Recent polls have shown an overall decline in those supporting the retention of January 26th as Australia Day, but most significant is the decline in support among the young.
Today Australia is a very different country, slowly but surely facing up to its geographic reality.
Immigration has brought changes to the population and significant and growing numbers of Australians have ancestry from Europe, Asia, The Middle East and other regions.
While Australia has a lot to be proud of it has also avoided facing up to the wrongs of the past.
There has been a reluctance to face up to these wrongs in a ‘a conspiracy of silence’ or as anthropologist William Stanner put it: a cult of forgetfulness.
And it’s not just about the treatment and attitudes to our Indigenous First Nation people but also to recent treatment of vulnerable refugees.
The often inhumane treatment of refugees on Manus and other detention centres was brought to our attention by Behrouz Boochani’s harrowing but lyrical account of his years of illegal detention-in No Friend but the Mountains: I take a few deep breaths, trying to breathe some dignity back into my spirit.”
he wrote
Indigenous poets, in particular, have played a crucial role in expressing the complex emotions surrounding Australia Day.

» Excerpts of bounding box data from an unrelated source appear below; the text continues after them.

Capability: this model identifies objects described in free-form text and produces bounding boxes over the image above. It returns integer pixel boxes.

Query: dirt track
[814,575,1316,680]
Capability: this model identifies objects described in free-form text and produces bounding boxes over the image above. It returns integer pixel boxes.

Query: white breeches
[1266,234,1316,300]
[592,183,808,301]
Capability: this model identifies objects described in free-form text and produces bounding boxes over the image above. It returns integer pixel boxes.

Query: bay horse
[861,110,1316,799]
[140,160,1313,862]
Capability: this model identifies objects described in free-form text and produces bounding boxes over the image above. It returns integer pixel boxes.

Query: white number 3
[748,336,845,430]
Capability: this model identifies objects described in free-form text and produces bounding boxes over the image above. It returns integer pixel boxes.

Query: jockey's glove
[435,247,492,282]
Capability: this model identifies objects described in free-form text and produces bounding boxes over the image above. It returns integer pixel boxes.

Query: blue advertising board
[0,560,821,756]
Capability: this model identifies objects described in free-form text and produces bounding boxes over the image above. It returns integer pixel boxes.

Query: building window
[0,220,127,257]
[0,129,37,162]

Their poetry often explores themes of identity, cultural resilience, and the impact of colonization on their communities.
For most indigenous Australians the date is a reminder of what led to the destruction of their way of life, their culture and their natural environment. As the late Oodgeroo Nunnacal expressed the losses felt:
We are the shadow-ghosts creeping back as the camp fires burn low.

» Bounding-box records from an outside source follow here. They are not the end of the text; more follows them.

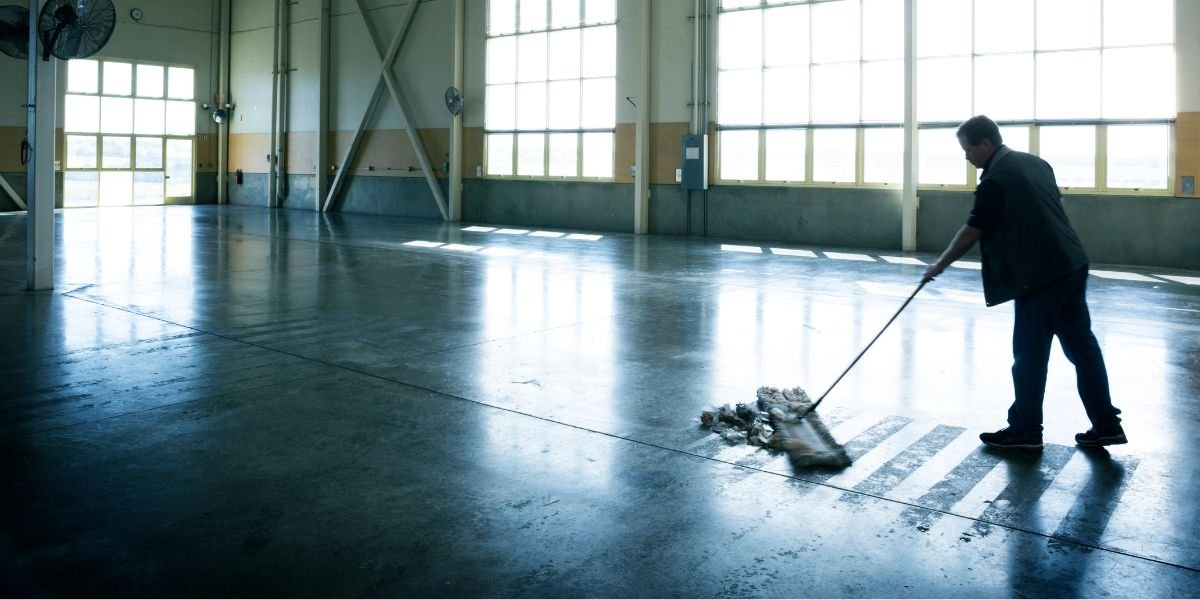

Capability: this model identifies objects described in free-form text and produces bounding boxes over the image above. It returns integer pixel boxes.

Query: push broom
[758,280,930,468]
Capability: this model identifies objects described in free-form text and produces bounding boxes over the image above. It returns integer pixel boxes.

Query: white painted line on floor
[1154,272,1200,286]
[880,254,929,266]
[858,281,917,298]
[824,252,875,263]
[943,451,1020,518]
[770,248,817,258]
[888,431,979,503]
[721,244,762,254]
[1112,302,1200,312]
[480,246,524,257]
[1087,269,1158,282]
[828,421,937,487]
[1025,452,1104,532]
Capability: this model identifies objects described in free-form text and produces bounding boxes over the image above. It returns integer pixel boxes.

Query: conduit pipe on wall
[266,0,284,209]
[216,0,233,204]
[688,0,704,136]
[686,0,712,235]
[275,0,292,206]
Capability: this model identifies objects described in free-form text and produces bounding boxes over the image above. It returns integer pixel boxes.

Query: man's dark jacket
[979,146,1087,306]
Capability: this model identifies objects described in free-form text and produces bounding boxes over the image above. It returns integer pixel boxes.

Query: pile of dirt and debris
[700,386,850,467]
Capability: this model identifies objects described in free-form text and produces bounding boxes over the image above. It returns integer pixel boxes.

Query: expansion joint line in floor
[64,293,1200,572]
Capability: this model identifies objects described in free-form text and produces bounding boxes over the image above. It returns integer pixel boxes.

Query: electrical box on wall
[679,134,708,190]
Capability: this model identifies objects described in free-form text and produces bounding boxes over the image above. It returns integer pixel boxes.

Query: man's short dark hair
[958,115,1004,148]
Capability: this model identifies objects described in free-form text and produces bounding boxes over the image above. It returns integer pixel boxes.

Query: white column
[25,0,59,290]
[313,0,330,212]
[900,0,919,252]
[446,0,467,222]
[634,1,653,234]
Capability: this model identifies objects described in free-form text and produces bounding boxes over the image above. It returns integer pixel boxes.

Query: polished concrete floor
[7,206,1200,598]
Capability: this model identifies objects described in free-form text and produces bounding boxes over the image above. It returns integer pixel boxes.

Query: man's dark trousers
[1008,266,1121,432]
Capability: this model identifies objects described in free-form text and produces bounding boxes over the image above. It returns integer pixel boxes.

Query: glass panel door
[167,138,192,202]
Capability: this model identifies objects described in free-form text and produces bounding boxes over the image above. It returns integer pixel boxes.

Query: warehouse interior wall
[0,0,220,211]
[0,0,1200,269]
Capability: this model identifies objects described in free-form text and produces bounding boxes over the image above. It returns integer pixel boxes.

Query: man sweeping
[924,115,1127,449]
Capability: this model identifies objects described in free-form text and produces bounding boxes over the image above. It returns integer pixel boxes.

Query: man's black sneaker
[979,427,1042,449]
[1075,425,1129,446]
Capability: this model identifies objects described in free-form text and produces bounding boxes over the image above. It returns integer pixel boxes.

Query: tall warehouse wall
[220,0,1200,268]
[0,0,220,210]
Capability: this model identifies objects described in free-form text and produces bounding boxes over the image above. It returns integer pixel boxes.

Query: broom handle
[799,280,932,419]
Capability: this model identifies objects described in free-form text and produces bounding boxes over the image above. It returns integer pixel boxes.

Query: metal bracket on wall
[0,175,29,210]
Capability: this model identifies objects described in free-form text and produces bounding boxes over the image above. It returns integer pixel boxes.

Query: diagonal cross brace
[325,0,449,220]
[320,0,418,211]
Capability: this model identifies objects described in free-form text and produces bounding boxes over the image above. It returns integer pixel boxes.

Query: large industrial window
[716,0,1175,190]
[485,0,617,179]
[62,60,196,208]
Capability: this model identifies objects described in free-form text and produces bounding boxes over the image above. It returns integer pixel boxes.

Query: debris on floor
[700,386,850,468]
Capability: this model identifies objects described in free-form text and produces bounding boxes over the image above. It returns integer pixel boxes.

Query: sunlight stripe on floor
[880,254,929,266]
[770,248,817,258]
[1154,274,1200,286]
[823,252,875,263]
[721,244,762,254]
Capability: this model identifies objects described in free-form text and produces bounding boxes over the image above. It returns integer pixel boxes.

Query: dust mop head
[758,388,851,468]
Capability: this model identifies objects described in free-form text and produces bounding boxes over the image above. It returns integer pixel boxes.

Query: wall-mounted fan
[37,0,116,60]
[0,5,29,59]
[446,85,462,116]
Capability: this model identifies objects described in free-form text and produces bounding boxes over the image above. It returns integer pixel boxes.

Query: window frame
[60,55,199,208]
[479,0,619,181]
[713,0,1177,197]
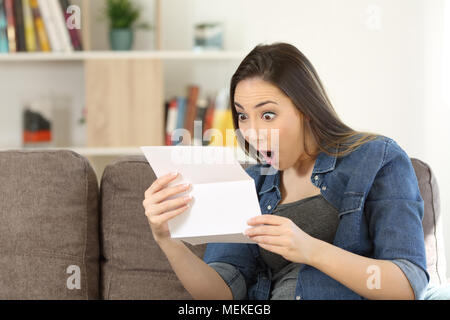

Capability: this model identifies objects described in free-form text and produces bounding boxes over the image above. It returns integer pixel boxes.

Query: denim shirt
[203,136,430,300]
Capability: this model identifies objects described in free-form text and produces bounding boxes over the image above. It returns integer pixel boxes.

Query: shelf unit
[0,50,245,62]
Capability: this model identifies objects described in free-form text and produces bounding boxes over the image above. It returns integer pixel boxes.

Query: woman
[143,43,446,299]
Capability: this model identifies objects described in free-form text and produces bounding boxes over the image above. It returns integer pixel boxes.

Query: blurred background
[0,0,450,276]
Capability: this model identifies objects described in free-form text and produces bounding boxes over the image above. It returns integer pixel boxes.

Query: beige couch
[0,150,446,299]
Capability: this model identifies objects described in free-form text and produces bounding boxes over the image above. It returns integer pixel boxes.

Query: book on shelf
[165,85,237,146]
[0,0,9,53]
[4,0,17,52]
[30,0,50,52]
[0,0,83,53]
[22,0,39,52]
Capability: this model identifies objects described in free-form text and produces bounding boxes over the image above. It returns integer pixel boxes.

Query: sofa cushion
[411,158,447,284]
[0,150,99,300]
[101,156,445,299]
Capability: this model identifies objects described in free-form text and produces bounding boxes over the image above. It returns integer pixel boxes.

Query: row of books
[165,85,237,146]
[0,0,83,53]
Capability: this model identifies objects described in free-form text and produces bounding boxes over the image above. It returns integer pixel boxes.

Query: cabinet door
[85,59,165,147]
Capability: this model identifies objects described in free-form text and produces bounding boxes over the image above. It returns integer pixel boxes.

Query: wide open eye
[238,113,245,121]
[263,112,275,120]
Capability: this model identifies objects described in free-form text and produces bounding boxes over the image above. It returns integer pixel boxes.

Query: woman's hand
[142,174,192,243]
[245,214,315,264]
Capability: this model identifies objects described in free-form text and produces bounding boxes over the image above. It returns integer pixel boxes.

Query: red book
[184,85,200,141]
[203,98,215,132]
[60,0,83,51]
[166,98,178,146]
[4,0,17,52]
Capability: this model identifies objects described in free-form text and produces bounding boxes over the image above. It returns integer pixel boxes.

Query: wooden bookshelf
[0,50,246,62]
[0,0,248,180]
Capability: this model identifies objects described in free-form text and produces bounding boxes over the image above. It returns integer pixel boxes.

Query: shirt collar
[258,147,337,197]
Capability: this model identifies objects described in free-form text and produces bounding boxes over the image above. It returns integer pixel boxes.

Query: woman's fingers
[250,236,288,247]
[145,172,178,198]
[247,214,288,226]
[145,196,192,216]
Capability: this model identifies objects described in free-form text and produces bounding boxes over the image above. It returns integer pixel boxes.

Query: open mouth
[259,150,275,164]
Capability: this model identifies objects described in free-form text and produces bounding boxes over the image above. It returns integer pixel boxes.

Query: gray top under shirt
[209,194,428,300]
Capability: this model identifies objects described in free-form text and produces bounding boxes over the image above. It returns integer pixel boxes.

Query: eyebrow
[234,100,278,109]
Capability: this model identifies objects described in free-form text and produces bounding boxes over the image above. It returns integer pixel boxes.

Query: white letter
[66,5,81,30]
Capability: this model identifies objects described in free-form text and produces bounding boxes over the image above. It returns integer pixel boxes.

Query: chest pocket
[334,192,364,253]
[339,192,364,218]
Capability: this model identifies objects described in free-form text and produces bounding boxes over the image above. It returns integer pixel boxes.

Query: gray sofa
[0,150,447,300]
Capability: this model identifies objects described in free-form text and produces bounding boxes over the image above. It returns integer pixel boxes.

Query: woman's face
[234,78,312,170]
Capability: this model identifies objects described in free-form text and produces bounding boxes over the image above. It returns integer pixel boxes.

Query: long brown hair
[230,42,380,162]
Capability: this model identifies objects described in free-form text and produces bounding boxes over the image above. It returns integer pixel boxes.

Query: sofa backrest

We are nature and the past, all the old ways
Gone now and scattered.
The scrubs are gone, the hunting and the laughter.
The eagle is gone, the emu and the kangaroo are gone from this place.
The bora ring is gone.
The corroboree is gone.
And we are going.
For many of us Dorothea MacKellar’s patriotic poem, My Country, written out of homesickness while travelling in Europe still resonates, even though many prefer visiting overseas destinations to their own backyard. Mackellar’s poem paints Australia and Australians in an extremely positive light.
The verse below is not the usually quoted one but captures the extremities of our climate.

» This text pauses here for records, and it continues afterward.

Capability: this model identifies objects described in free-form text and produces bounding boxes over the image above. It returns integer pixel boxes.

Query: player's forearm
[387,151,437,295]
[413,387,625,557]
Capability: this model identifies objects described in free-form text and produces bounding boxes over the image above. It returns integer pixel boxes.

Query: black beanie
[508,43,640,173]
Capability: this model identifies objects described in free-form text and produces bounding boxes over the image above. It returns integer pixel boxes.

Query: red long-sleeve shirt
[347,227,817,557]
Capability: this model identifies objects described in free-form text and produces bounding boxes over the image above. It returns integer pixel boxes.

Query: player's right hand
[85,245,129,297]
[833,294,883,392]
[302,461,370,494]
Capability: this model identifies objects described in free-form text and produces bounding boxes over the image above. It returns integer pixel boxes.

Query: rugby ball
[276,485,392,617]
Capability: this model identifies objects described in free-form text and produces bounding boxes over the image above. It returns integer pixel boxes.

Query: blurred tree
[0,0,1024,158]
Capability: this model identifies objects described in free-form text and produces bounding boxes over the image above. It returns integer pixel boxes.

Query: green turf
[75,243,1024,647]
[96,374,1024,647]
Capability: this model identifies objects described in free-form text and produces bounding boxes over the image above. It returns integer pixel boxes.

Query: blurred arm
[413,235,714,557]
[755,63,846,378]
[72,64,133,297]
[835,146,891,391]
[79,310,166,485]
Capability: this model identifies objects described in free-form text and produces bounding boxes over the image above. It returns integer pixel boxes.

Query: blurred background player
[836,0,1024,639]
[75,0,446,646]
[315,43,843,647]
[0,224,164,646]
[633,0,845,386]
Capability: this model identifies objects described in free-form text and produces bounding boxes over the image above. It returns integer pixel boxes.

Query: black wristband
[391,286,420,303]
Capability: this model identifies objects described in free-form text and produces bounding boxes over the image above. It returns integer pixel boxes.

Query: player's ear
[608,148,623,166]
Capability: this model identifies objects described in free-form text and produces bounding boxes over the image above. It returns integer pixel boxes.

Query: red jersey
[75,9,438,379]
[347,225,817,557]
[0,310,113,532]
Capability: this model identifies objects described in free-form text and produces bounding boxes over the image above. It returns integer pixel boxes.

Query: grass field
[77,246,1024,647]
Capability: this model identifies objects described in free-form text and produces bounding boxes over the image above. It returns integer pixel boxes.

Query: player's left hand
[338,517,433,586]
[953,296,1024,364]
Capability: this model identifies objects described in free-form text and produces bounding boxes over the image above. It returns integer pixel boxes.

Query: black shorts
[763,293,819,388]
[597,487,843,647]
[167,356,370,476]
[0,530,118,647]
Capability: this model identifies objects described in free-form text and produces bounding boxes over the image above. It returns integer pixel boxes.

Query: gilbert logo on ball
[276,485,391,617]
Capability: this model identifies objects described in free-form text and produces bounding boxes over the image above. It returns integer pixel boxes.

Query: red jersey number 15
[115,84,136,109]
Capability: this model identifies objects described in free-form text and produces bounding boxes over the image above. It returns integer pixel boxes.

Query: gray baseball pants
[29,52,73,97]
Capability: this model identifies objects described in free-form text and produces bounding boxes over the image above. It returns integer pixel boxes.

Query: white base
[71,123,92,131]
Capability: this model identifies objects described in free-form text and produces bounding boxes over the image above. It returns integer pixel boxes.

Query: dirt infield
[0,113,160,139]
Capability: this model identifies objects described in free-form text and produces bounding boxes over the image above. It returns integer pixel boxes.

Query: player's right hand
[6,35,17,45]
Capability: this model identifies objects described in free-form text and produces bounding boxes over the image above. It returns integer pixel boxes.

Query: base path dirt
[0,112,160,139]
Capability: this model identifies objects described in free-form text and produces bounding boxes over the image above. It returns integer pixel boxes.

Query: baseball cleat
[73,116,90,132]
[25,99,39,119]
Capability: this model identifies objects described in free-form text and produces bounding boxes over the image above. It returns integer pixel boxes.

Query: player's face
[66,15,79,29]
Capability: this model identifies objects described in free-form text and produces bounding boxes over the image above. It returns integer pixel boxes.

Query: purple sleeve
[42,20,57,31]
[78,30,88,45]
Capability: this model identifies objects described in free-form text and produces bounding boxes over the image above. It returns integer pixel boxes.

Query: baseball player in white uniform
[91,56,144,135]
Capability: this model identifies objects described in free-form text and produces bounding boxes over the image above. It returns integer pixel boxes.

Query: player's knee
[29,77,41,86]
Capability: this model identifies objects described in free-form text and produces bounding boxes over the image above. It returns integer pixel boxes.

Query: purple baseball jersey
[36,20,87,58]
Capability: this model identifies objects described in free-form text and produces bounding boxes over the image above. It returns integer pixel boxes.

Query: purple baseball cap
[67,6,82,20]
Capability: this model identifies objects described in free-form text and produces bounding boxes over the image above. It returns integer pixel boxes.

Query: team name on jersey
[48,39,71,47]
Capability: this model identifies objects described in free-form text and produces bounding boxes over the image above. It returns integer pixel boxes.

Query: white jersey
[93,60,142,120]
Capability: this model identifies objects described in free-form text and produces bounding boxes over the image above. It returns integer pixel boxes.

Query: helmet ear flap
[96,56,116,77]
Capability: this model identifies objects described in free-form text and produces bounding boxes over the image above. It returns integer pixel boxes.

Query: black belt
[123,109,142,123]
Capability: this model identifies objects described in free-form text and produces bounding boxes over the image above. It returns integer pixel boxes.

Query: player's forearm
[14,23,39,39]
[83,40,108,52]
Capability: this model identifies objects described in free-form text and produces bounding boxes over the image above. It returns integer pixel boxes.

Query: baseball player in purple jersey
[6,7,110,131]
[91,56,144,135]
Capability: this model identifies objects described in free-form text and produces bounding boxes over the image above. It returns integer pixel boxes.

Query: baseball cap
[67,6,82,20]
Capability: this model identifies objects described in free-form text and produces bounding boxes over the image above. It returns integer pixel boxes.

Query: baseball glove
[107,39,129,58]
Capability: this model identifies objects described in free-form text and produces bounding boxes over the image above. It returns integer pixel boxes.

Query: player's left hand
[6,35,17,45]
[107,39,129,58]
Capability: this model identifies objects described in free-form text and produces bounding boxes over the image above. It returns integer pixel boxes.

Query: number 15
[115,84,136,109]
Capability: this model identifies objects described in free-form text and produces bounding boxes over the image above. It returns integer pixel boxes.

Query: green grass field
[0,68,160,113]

Core of my heart, my country!
Her pitiless blue sky,
When sick at heart, around us,
We see the cattle die –
But then the grey clouds gather,
And we can bless again
The drumming of an army,
The steady, soaking rain.
On the other hand, AD Hop in his poem Australia insinuates the spiritual poverty of Australia-
And her five cities, like five teeming sores,
Each drains her: a vast parasite robber-state
Where second hand Europeans pullulate
Timidly on the edge of alien shores.
Indigenous poet Jack Davis writes forcibly about what he believes to be the ‘true’ meaning of what people have done to the country with exploitation of natural resources and indiscriminate land use.
You have turned our land into a desolate place.
We stumble along with a half-white mind.
Where are we?
What are we?
Not a recognized race…
There is desert ahead and desert behind.
There is however a growing awareness that this fragile continent needs to be cared for and that the past has to be acknowledged and owned. So whatever date we eventually settle as our national day we should not ignore the less than proud moments of our history and rather than flag waving and jingoistic utterances we could look at the bountiful land we are all lucky enough to share and call home, and celebrate it in all its contradictory beauty.